Earlier this week Allied Irish admitted to "incorrect reporting of missed repayments by customers, which made their credit records look worse than they actually were" and apologised to 12,000 affected customers.
It seems AIB had been supplying incorrect information to the Irish Credit Board for six years

THE DATA Protection Commissioner will extend its investigation into the misreporting of customer arrears details by AIB to see how it and the other main Irish lenders reported restructured loan cases to the Irish Credit Bureau (ICB).

Deputy commissioner Gary Davis said AIB may have misreported arrears details for another 5,000 customers who were in financial difficulty and had their loans restructured to allow them to make some form of repayments.



The commissioner intends to widen its investigation into the reporting of arrears cases by AIB to the other major Irish banks and the country’s largest credit unions.

Mr Davis said the commissioner would start examining the reporting to the ICB by Bank of Ireland, Permanent TSB, Ulster Bank and the credit unions next month.

“We are going to have to go broader because there is no reason to believe that if the error happened at AIB, then it could not have occurred elsewhere,” he said.
http://www.irishtimes.com/newspaper/finance/2012/0810/1224321888589.html

C. Flower
10-08-2012, 06:10 AM
Another smelly can of worms in the Irish banking system is being poked to see what falls out.
Earlier this week Allied Irish admitted to "incorrect reporting of missed repayments by customers, which made their credit records look worse than they actually were" and apologised to 12,000 affected customers.
It seems AIB had been supplying incorrect information to the Irish Credit Board for six years

http://www.irishtimes.com/newspaper/finance/2012/0810/1224321888589.html

How odd. I wonder why only for the last six years?

It takes something to go from a system that works to one that doesn't.

Captain Con O'Sullivan
10-08-2012, 06:37 AM
It'll end up that the only people whose credit records are unaffected by Irish banks are those who defaulted on massive loans and had their 'investments' taken over by NAMA.

Slim Buddha
10-08-2012, 06:56 AM
I am amazed that people find this is surprising in any way. I haven't believed anything put out by any Irish bank for years, simply on the basis that regardless of what an Irish bank says or does, the absence of any form of meaningful sanction has meant that for decades they could do anything they wanted. No regulation, no sanctions, no meaningful controls and the ability to browbeat the state in the form of ignorant, spineless and deferential politicians adds up to an unbeatable business model.

C. Flower
10-08-2012, 07:00 AM
I am amazed that people find this is surprising in any way. I haven't believed anything put out by any Irish bank for years, simply on the basis that regardless of what an Irish bank says or does, the absence of any form of meaningful sanction has meant that for decades they could do anything they wanted. No regulation, no sanctions, no meaningful controls and the ability to browbeat the state in the form of ignorant, spineless and deferential politicians adds up to an unbeatable business model.

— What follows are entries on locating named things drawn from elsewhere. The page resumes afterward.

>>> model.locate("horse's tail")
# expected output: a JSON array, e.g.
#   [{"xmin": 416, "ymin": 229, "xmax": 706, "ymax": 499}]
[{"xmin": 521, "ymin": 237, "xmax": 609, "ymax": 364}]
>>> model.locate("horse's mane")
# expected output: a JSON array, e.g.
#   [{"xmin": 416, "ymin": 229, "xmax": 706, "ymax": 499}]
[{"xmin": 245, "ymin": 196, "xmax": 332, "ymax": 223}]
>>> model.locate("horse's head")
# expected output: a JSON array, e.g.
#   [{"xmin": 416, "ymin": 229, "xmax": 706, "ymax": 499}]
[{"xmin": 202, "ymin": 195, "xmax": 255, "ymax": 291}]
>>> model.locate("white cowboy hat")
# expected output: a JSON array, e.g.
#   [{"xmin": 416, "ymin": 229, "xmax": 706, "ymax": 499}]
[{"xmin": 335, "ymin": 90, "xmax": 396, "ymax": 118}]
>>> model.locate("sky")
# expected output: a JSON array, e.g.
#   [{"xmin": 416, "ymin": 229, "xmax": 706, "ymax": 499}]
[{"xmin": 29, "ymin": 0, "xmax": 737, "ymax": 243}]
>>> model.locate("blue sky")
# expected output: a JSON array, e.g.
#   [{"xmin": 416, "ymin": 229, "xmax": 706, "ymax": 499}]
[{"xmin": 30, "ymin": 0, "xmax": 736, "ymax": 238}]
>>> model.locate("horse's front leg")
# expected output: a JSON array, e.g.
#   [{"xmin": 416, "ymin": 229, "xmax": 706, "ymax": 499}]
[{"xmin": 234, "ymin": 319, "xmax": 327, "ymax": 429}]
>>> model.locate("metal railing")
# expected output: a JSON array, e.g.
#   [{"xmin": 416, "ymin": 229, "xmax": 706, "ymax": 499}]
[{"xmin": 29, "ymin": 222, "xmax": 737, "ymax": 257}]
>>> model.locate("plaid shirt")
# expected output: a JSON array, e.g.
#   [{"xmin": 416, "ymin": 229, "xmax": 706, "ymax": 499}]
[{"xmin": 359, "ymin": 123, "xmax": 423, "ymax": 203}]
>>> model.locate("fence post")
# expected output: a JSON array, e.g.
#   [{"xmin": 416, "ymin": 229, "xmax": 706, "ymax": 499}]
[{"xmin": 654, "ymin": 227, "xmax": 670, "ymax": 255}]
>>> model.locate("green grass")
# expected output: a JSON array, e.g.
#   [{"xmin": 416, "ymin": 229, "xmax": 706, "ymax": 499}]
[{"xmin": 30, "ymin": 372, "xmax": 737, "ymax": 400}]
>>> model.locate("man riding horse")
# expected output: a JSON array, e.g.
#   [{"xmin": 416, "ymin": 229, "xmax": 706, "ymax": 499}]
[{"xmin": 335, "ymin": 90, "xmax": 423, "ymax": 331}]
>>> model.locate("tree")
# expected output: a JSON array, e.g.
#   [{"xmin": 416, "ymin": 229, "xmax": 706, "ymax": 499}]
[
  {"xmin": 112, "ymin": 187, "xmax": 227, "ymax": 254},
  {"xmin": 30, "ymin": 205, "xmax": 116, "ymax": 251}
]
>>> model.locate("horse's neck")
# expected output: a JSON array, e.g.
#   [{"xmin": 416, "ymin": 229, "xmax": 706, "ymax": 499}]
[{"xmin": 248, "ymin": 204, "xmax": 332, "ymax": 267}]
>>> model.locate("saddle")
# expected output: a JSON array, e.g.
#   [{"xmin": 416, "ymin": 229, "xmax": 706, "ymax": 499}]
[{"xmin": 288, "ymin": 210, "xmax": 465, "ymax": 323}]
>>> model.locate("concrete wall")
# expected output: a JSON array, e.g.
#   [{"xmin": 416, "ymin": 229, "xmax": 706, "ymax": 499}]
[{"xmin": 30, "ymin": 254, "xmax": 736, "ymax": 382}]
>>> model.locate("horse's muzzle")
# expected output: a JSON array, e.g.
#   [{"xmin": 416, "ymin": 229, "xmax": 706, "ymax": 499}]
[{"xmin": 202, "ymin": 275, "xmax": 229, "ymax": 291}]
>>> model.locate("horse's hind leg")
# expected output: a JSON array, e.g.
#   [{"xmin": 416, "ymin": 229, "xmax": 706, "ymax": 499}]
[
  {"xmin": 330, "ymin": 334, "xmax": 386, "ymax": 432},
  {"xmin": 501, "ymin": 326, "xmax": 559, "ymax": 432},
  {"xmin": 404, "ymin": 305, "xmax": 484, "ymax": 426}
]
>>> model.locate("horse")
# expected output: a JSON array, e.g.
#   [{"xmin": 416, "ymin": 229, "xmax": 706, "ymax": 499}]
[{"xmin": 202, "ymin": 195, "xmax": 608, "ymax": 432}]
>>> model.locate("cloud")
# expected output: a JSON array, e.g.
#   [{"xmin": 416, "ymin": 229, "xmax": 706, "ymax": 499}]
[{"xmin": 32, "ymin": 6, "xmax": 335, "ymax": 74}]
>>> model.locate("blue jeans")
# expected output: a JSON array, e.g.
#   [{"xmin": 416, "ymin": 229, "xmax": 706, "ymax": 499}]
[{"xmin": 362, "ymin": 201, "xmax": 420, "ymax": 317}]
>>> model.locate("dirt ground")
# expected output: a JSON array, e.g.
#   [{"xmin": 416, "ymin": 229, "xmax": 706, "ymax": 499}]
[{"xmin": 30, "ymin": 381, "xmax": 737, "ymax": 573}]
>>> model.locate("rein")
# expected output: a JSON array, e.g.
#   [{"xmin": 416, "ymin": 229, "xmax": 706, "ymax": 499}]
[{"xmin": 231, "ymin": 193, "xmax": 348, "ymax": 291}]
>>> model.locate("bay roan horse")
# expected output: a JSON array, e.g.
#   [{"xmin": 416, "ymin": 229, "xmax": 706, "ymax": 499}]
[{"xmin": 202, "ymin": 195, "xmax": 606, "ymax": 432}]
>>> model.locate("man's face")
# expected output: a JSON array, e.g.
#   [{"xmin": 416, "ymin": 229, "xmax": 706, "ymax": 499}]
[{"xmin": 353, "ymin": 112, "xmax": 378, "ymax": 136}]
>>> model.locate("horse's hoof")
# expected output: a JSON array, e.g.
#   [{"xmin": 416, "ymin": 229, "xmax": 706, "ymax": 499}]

Well, not altogether ignorant and deferential as several of them got very large loans written off.

Slim Buddha
10-08-2012, 07:40 AM
Well, not altogether ignorant and deferential as several of them got very large loans written off.

And great business for the bank. Write off a few loans and get unlimited taxpayers money to underwrite catastrophic mistakes made by idiot, arrogant directors.